Ganga Jamnas most immediate successor was Deewaar. Salim-Javed credited Ganga Jamna as the inspiration for Deewaar, which they described as a "more urban, much more contemporary" take on its themes.

Ganga Jamna was a defining example of the dacoit film genre. It went on to inspire Sholay (1975), which combined the dacoit film conventions established by Ganga Jamna and Mother India with that of the Western genre. The villain Gabbar Singh (Amjad Khan) is a dacoit speaking with a dialect inspired by Gunga, a mix of Khariboli, Awadhi and Bhojpuri, and a scene depicting an attempted train robbery was also inspired by a similar scene in Ganga Jamna.

===Acting===
Dilip Kumar's performance as Ganga is considered one of the finest acting performances in the history of Indian cinema. According to The Hindu:

Dilip Kumar is the "super star" as he essays a character that blends rustic comedy, romance, tragedy and villainy in a magnificent role of a lifetime.
 The "Badshah of Acting" enacts each scene with such ease and finesse that you are left astounded by the sheer brilliance of his genius since his body movements and dialogue delivery change in tune with the development of the character and story.

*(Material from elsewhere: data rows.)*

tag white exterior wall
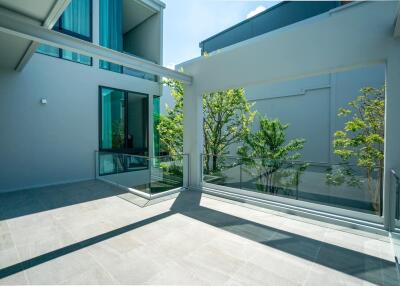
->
[0,54,160,192]
[178,1,400,229]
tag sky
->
[163,0,278,68]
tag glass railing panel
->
[96,152,189,195]
[150,155,188,194]
[390,170,400,221]
[202,155,242,188]
[202,155,383,215]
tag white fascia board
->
[15,0,71,72]
[0,8,192,84]
[137,0,165,12]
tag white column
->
[183,85,203,188]
[92,0,100,68]
[383,43,400,229]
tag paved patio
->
[0,181,399,286]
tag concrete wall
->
[230,65,385,163]
[0,54,160,192]
[124,13,162,64]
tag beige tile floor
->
[0,181,400,286]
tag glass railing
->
[391,170,400,220]
[202,154,382,216]
[96,152,189,195]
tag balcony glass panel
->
[203,155,382,215]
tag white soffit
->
[0,0,60,69]
[122,0,157,33]
[178,1,400,94]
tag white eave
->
[0,0,192,84]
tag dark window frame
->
[98,85,150,157]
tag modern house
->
[0,0,172,191]
[0,0,400,285]
[199,1,385,164]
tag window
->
[99,87,149,156]
[37,0,92,65]
[153,96,160,156]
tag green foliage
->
[327,87,385,212]
[238,117,307,193]
[203,88,255,172]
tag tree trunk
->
[212,154,218,172]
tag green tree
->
[158,80,255,172]
[203,88,256,172]
[238,116,307,193]
[157,80,183,155]
[327,87,385,213]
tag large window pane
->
[100,0,122,72]
[100,88,125,150]
[127,92,149,155]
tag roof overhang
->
[178,1,400,95]
[0,5,192,84]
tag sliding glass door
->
[100,87,149,156]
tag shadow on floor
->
[0,184,400,285]
[171,192,400,285]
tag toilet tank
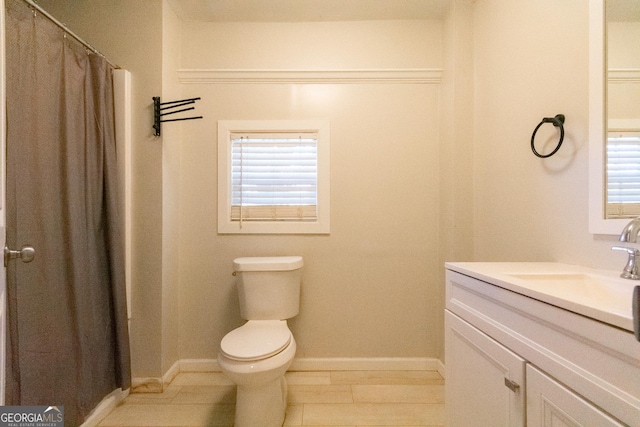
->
[233,256,303,320]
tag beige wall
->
[473,0,625,270]
[175,21,442,358]
[161,0,183,373]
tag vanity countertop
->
[445,262,640,332]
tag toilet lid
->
[220,320,291,361]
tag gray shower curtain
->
[6,0,130,426]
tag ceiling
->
[169,0,449,22]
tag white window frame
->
[218,119,331,234]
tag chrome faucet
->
[611,217,640,280]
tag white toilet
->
[218,256,303,427]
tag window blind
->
[231,133,318,223]
[607,131,640,218]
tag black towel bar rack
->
[153,96,202,136]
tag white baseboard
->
[80,388,129,427]
[131,357,444,393]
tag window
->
[607,131,640,218]
[218,120,329,234]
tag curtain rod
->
[22,0,120,69]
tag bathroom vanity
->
[445,263,640,427]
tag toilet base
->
[235,376,287,427]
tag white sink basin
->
[507,273,633,314]
[447,262,640,332]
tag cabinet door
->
[445,310,525,427]
[527,365,624,427]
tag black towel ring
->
[531,114,564,159]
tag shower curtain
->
[6,0,131,426]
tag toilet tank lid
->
[233,256,303,271]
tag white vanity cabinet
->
[445,312,526,427]
[527,365,624,427]
[445,263,640,427]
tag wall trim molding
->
[178,68,443,84]
[607,68,640,83]
[131,357,444,393]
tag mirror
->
[589,0,640,234]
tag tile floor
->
[100,371,444,427]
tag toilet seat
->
[220,320,291,361]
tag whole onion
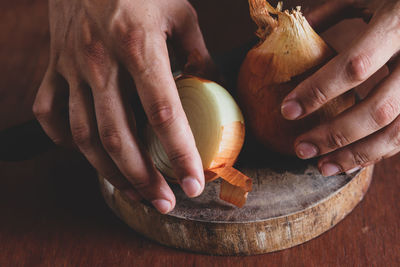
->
[238,0,354,154]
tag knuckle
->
[186,2,199,23]
[350,151,371,166]
[346,54,372,82]
[371,98,400,128]
[327,128,350,150]
[389,120,400,148]
[32,101,52,121]
[71,124,92,149]
[83,41,106,65]
[116,25,147,59]
[100,126,122,154]
[307,85,328,108]
[149,101,176,129]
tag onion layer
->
[146,76,251,206]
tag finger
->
[282,7,400,120]
[318,114,400,176]
[305,0,372,32]
[69,81,141,200]
[90,61,175,213]
[33,68,71,145]
[80,38,175,213]
[295,63,400,159]
[121,32,204,197]
[171,2,219,80]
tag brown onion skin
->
[238,49,355,155]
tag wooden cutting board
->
[100,144,373,255]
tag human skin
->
[33,0,216,213]
[282,0,400,176]
[33,0,400,213]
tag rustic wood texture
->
[0,0,400,266]
[100,154,373,255]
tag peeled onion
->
[238,0,354,154]
[146,76,251,207]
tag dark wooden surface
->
[0,0,400,266]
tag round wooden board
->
[100,150,373,255]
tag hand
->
[33,0,211,213]
[282,0,400,176]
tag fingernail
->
[281,100,303,120]
[121,188,142,201]
[182,177,201,197]
[151,199,171,214]
[296,142,318,159]
[321,163,341,176]
[346,166,361,174]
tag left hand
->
[282,0,400,176]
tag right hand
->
[33,0,211,213]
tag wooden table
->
[0,0,400,266]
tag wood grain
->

His performance in Gunga Jumna inspired future generations of actors, most notably Amitabh Bachchan, who was inspired by Dilip Kumar's performance in this film. According to Bachchan, he learnt more about acting from Gunga Jumna than he did from any other film. Bachchan, who hails from Uttar Pradesh, was particularly impressed by Kumar's mastery of the Awadhi dialect, expressing awe and surprise as to how "a man who’s not from Allahabad and Uttar Pradesh" could accurately express all the nuances of Awadhi. Bachchcan's famous "angry young man" persona was modeled after Kumar's performance as Gunga, with Bachchan's "angry young man" being a sharpened version of Kumar's intensity as Gunga. Bachchan adapted Kumar's style and reinterpreted it in a contemporary urban context reflecting the changing socio-political climate of 1970s India.